AMD: R7xx Speculation

Status
Not open for further replies.
Well, yes, I'm just extremely skeptical of the 480 SPs stuff. What makes me even more dubious now is the supposed X2 delay. Seems like a perfectly phased rumour, given that it came slightly before you might have started to expect seeing board pic leaks or AIBs getting briefed... So yeah, call me crazy, but I'm still giving a 65%+ chance of RV770 being monolithic (350mm²+) *shrugs*. Might be usable for a X2 with some units disabled down the line though, who knows.

Once again, I could be horribly wrong here, but I wouldn't have been surprised at all if the everyone has been misled. This would hardly be unprecedented in the history of the industry either so I don't think it'd be horribly surprising...
I wish I could hop on your train :p but knowing AMD I'll set myself up for dissappointment ..

edit - I'll go ahead and stick my neck out. I'll 99% sure that RV770 is 480sp and about ~250mm2.
 
Well, yes, I'm just extremely skeptical of the 480 SPs stuff.
I dare say I'm pretty confident in the number Pande stated, I think he's leaked stuff before.

I can't shake off the feeling that ATI GPUs are destined to be stuck at 16 TUs and 16 RBEs for, well, forever. It's been 4 years now... Texturing performance will merely scale with clock.

What makes me even more dubious now is the supposed X2 delay. Seems like a perfectly phased rumour, given that it came slightly before you might have started to expect seeing board pic leaks or AIBs getting briefed...
X2 should be quite different from HD3870X2 if the reasonably firm rumours that it'll be "more like a single GPU" hold up - therefore a delay due to driver-quality seems likely. I'm not in the least surprised that X2 is a few months down the road.

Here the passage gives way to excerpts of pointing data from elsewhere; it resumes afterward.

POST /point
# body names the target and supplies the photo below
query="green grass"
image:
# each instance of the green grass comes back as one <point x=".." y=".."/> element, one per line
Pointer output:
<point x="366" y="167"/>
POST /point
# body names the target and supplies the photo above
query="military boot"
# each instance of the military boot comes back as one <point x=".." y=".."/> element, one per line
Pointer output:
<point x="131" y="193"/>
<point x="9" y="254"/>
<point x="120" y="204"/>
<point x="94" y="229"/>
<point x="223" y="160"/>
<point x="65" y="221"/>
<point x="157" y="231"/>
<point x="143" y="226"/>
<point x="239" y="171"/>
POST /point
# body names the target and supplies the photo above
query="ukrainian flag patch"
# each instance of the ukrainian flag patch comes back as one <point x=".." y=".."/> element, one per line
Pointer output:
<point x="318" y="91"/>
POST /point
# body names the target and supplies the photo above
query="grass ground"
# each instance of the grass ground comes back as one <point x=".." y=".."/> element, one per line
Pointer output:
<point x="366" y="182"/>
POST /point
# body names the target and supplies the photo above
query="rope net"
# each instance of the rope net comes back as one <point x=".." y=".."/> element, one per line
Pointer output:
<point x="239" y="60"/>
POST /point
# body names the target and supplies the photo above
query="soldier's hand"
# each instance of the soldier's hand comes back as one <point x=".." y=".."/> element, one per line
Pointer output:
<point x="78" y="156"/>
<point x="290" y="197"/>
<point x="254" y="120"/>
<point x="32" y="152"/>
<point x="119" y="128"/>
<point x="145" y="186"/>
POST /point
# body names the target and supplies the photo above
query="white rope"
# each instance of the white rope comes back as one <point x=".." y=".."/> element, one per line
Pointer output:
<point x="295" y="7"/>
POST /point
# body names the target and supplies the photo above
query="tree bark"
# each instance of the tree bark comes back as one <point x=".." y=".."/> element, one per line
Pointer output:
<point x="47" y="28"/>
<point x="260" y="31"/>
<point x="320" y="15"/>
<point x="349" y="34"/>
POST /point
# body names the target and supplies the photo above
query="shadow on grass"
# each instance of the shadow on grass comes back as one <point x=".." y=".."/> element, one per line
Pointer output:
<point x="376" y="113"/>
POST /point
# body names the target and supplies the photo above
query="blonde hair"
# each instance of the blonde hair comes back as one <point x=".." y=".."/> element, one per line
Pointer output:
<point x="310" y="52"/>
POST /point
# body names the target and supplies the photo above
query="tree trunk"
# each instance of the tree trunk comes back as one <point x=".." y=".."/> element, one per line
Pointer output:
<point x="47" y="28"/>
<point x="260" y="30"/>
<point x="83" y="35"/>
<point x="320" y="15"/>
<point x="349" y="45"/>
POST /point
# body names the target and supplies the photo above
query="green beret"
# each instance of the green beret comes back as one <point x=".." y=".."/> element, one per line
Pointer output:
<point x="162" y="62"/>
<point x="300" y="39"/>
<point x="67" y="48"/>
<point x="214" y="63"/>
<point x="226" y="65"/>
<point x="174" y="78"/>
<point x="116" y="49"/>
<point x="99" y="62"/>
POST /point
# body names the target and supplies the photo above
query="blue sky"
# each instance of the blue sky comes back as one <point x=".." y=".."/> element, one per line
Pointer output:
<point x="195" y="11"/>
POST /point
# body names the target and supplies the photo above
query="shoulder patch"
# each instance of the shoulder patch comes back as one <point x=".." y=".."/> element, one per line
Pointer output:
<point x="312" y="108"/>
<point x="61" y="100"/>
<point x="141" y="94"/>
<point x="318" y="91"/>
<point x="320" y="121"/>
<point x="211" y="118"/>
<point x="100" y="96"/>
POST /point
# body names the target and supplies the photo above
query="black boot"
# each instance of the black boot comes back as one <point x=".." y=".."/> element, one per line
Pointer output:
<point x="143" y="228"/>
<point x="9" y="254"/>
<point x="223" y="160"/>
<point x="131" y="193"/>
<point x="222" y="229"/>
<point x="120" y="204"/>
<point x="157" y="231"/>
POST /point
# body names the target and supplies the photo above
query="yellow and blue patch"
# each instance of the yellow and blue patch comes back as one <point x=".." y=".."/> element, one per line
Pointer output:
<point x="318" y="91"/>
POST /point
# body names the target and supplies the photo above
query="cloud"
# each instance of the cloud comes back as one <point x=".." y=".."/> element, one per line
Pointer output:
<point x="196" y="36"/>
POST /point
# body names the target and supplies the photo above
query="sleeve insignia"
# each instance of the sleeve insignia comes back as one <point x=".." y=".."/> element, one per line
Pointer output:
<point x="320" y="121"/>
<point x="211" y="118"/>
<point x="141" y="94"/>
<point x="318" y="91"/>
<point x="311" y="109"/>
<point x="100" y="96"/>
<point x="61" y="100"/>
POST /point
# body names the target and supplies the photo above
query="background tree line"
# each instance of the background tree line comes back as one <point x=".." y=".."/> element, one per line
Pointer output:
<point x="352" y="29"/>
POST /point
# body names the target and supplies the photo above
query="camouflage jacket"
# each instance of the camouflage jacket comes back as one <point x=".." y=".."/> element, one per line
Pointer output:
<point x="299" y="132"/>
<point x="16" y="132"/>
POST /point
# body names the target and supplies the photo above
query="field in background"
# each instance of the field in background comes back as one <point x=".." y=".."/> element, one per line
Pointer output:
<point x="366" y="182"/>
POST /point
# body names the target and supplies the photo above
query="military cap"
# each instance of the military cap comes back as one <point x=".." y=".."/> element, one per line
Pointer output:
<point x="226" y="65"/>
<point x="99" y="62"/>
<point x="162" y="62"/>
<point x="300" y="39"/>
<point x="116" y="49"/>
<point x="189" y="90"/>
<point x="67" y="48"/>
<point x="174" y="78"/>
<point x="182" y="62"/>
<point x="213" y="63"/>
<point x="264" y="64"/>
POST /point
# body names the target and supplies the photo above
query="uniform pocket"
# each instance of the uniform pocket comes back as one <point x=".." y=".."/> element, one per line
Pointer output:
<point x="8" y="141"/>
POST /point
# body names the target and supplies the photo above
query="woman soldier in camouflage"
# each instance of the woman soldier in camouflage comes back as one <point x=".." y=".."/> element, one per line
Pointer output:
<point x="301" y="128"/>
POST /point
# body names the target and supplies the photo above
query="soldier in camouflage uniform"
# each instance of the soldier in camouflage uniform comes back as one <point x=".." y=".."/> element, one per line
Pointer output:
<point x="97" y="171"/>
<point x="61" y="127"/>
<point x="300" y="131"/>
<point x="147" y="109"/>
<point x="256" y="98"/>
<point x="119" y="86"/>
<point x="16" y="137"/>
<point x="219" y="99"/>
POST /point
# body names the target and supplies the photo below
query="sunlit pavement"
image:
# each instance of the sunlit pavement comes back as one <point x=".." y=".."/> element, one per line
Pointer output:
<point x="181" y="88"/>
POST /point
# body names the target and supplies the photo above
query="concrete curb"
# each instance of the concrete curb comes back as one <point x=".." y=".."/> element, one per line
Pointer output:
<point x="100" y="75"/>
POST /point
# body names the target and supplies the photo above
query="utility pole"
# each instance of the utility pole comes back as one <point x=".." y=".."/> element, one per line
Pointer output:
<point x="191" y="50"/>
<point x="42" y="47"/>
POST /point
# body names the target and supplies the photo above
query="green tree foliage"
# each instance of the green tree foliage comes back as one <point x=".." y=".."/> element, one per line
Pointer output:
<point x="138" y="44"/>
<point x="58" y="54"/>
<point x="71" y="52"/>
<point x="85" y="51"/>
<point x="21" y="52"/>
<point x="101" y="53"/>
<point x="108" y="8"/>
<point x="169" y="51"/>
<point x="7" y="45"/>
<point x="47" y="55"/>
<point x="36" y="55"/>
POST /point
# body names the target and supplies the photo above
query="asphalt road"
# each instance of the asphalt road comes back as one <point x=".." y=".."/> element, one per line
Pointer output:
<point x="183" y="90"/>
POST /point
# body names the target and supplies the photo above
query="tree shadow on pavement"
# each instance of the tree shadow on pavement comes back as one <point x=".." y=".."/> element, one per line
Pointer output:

So yeah, call me crazy, but I'm still giving a 65%+ chance of RV770 being monolithic (350mm²+) *shrugs*. Might be usable for a X2 with some units disabled down the line though, who knows.

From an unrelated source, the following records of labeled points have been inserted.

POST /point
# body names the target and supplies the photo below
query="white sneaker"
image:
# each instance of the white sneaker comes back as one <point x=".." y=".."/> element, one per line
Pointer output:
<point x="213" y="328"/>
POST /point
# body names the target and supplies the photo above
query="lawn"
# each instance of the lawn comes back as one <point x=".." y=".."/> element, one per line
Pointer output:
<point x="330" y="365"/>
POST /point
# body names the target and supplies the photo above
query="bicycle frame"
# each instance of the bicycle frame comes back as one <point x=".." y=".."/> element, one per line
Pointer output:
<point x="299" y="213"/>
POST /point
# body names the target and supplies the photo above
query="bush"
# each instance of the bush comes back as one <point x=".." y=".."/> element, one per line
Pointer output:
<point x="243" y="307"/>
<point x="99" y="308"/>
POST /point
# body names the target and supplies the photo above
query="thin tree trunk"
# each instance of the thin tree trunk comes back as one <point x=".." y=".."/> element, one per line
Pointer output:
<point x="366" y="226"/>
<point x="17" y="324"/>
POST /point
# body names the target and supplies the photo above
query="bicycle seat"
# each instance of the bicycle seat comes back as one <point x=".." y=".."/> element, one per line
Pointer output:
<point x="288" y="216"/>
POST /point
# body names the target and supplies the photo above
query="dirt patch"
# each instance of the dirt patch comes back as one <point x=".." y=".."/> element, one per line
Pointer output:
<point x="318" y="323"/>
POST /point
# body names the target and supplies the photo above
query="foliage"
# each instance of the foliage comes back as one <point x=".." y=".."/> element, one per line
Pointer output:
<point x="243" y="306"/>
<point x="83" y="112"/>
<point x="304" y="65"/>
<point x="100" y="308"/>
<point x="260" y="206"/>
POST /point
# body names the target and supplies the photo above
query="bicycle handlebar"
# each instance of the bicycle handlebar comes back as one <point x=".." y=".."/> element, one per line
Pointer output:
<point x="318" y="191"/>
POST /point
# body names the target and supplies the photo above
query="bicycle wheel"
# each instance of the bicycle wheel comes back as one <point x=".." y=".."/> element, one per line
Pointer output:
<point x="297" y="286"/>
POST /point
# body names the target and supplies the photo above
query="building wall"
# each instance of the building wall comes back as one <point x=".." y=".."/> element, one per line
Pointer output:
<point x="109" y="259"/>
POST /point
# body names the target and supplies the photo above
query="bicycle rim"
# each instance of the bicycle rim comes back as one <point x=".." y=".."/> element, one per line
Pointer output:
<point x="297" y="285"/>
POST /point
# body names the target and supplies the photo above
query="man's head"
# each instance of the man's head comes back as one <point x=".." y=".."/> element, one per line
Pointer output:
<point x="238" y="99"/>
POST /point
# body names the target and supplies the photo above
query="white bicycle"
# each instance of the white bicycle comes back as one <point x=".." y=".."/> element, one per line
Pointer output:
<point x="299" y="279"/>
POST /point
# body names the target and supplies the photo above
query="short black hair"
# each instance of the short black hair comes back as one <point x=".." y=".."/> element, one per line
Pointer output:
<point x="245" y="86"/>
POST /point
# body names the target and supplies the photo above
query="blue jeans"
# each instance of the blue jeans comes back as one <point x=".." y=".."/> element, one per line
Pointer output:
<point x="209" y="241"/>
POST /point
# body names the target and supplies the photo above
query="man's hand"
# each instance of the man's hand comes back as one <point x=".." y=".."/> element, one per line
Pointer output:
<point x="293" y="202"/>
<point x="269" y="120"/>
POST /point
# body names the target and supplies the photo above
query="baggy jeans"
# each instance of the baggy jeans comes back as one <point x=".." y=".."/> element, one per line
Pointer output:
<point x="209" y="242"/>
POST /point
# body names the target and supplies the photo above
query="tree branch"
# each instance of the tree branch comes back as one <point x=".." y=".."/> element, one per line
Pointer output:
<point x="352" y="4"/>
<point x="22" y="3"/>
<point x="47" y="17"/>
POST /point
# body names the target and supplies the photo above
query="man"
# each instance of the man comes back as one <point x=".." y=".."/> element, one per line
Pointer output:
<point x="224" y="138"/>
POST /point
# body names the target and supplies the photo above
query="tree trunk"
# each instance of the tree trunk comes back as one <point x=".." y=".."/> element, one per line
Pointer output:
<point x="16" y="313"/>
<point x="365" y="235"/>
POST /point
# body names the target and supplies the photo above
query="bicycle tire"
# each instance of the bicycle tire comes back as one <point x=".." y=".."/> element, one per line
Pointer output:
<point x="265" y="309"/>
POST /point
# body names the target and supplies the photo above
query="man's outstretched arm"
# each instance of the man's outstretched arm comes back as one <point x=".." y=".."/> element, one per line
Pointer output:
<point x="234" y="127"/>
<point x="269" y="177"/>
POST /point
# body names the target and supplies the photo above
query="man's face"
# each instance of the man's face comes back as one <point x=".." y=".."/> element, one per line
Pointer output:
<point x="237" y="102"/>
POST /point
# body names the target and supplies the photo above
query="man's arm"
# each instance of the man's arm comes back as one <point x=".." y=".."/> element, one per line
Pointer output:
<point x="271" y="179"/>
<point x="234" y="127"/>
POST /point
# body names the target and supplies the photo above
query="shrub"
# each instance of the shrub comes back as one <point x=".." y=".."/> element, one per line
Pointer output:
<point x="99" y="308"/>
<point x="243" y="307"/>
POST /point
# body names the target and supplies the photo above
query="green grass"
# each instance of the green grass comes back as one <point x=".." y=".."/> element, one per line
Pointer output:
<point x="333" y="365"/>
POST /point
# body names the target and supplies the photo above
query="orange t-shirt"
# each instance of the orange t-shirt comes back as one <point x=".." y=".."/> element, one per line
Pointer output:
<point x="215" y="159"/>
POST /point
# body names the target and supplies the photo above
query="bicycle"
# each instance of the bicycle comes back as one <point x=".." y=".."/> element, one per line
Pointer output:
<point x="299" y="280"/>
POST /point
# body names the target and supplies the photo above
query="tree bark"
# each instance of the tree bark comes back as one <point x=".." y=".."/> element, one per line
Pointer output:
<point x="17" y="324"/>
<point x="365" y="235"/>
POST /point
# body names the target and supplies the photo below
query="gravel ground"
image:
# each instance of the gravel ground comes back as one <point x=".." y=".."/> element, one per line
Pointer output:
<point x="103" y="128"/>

Once again, I could be horribly wrong here, but I wouldn't have been surprised at all if the everyone has been misled. This would hardly be unprecedented in the history of the industry either so I don't think it'd be horribly surprising...
I think it's merely drowning in wishful thinking, a perennial state of affairs since R600's delay began.

Jawed
 
Arun, there are three strong points that go against that though

first one Performance, unless its serverly bottlenecked somewhere or the chips that are out there are very underclocked or heavily disabled.

second one The rv770 is based off the rv670, if the SPs are now 2 flops each, no more vec 5 which would be a big change to its shader array.

third one pricing rumors and recent slides all have to be fake.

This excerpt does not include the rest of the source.